Input Data	Relevant Functions + mandatory parameters	Optional/Mandatory	Accepted Formats	Required Columns	Required Rows	Cell Contents	Commonalities
Travel/Cost Matrix	`.add_travel_matrix(travel_matrix_df, source_col)` `show_travel_matrix()`	Mandatory	Pandas dataframe Path to csv, parquet	One column should represent the The remaining columns should be ‘Destinations’ (places people are travelling to) as columns	‘Sources’ (regions people are travelling from) as rows	Cells are a figure to optimize on - e.g. travel time, distance, CO2 emissions \| The ‘destinations’ column should have destinations in the same format as the region_geometry \| \| \| The sources should match up with the site names used in the site locations dataset (if provided)
Region Geometry	`.add_region_geometry_layer(region_geometry_df, common_col)` `.show_region_geometry_layer()` `.plot_region_geometry_layer()`	Optional	Geopandas dataframe Path to geojson, shp or geopackage	‘Geometry’, containing polygons or multipolygons of the regions of interest	There should be a row for each ‘source’ region		The rows in this dataframe should overlap with the rows in the ‘sources’ column of the travel/cost matrix
Site Locations	`.add_sites(candidate_site_df, candidate_id_col)` `.show_sites()` `.plot_sites()`	Optional	Pandas dataframe OR geopandas dataframe Path to csv, parquet, geojson, shp or geopackage	A column representing the names of candidate sites AND either geometry containing points representing locations OR columns representing the positionof your sites.

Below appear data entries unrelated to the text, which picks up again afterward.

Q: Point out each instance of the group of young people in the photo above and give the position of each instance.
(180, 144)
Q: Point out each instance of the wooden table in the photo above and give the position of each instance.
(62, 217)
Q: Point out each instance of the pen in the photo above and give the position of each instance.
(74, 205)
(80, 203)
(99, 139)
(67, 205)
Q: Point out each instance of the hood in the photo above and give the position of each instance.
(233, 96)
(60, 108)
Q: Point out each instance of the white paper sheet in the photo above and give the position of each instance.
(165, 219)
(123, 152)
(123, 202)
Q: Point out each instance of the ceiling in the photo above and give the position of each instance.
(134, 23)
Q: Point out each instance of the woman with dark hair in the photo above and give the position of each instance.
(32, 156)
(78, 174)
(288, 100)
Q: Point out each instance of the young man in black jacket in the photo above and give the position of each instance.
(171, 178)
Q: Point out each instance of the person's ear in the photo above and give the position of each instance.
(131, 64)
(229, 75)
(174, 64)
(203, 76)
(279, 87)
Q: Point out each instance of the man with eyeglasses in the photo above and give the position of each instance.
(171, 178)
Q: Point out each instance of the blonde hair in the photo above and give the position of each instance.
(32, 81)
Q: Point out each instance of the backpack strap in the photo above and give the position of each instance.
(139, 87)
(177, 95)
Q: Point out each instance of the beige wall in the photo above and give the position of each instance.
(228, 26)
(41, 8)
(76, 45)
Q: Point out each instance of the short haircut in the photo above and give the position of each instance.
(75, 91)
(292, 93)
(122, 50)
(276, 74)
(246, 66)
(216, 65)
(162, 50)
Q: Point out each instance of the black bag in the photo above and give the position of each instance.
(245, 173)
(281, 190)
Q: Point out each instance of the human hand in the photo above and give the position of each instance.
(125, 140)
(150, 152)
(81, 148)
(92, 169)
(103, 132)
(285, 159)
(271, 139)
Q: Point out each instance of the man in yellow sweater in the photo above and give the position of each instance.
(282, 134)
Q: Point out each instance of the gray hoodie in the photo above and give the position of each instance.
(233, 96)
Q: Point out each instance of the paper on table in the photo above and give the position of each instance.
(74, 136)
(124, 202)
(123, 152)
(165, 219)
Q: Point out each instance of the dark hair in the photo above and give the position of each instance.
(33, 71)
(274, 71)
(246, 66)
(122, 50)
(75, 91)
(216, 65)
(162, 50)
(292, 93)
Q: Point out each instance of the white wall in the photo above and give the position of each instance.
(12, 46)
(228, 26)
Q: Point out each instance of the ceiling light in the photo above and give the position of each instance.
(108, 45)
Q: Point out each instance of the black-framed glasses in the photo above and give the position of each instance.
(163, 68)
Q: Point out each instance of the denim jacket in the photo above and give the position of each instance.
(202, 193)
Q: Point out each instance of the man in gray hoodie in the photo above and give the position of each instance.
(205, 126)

Defaults to looking for lat/long.	One row per candidate site	Site names Locations of sites	Site names should match the names of the columns provided in the travel/cost matrix
Demand	`.add_demand(demand_df, demand_col, location_id_col)` `.show_demand()`	Optional	Pandas dataframe Path to csv or parquet	A column representing the regions Another column representing the demand or other weighting factor	One row per region	A demand figure or another value that should be used to weight travel times	Row names should match the rows used for the travel matrix and region geometry

Summary - the key object types

SiteProblem

The SiteProblem object is used to store all relevant data for the problem.

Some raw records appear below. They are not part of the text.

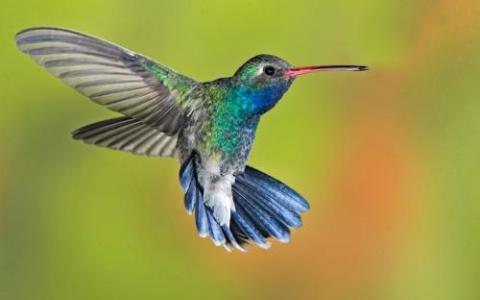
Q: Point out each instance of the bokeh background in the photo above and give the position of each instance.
(389, 159)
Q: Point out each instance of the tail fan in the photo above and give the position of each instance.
(264, 208)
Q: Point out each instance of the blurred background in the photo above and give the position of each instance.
(389, 159)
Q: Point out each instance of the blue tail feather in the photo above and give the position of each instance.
(264, 207)
(264, 220)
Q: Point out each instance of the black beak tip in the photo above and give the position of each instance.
(362, 68)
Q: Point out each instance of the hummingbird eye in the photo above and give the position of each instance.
(269, 70)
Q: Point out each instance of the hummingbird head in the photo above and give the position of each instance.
(263, 79)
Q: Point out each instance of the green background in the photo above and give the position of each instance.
(389, 159)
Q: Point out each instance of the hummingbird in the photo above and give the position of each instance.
(208, 126)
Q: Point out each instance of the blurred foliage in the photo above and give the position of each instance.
(390, 159)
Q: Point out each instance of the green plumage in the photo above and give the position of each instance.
(210, 127)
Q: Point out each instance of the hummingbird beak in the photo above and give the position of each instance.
(294, 72)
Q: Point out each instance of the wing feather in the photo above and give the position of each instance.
(115, 77)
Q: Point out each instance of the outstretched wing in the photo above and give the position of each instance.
(123, 81)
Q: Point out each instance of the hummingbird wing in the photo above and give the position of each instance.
(115, 77)
(128, 134)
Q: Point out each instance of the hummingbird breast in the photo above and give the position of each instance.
(223, 132)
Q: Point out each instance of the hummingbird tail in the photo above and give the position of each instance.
(128, 134)
(264, 208)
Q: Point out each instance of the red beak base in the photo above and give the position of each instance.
(294, 72)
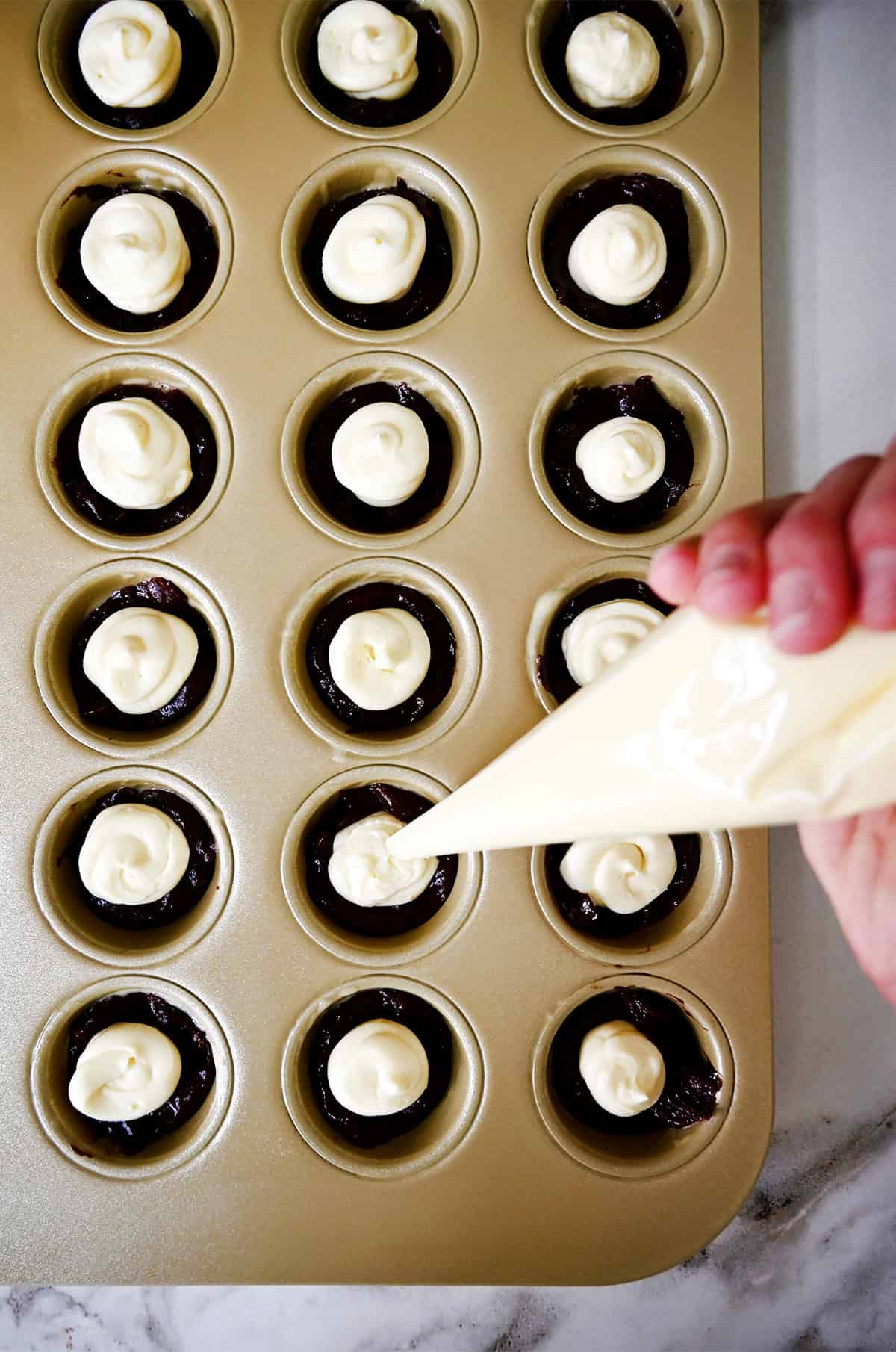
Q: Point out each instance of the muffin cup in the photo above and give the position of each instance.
(665, 939)
(56, 884)
(635, 1156)
(355, 948)
(155, 172)
(346, 577)
(458, 28)
(360, 170)
(365, 370)
(680, 388)
(60, 625)
(435, 1138)
(547, 604)
(56, 35)
(49, 1086)
(93, 380)
(700, 28)
(704, 223)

You initialise an empty SiteProblem, then run the methods detailed above to add the relevant datasets to the object.

You then call the .solve() method to create the SiteSolutionSet containing the ranked solutions.

SiteSolutionSet

A SiteSolutionSet is created by calling .solve() on your SiteProblem.

This object contains lot of methods for plotting the solutions.

EvaluatedCombination

Developer use only

During the process of generating solutions, an EvaluatedCombination object will be created for every evaluated set of sites. This is not directly available to you after you have solved your problem.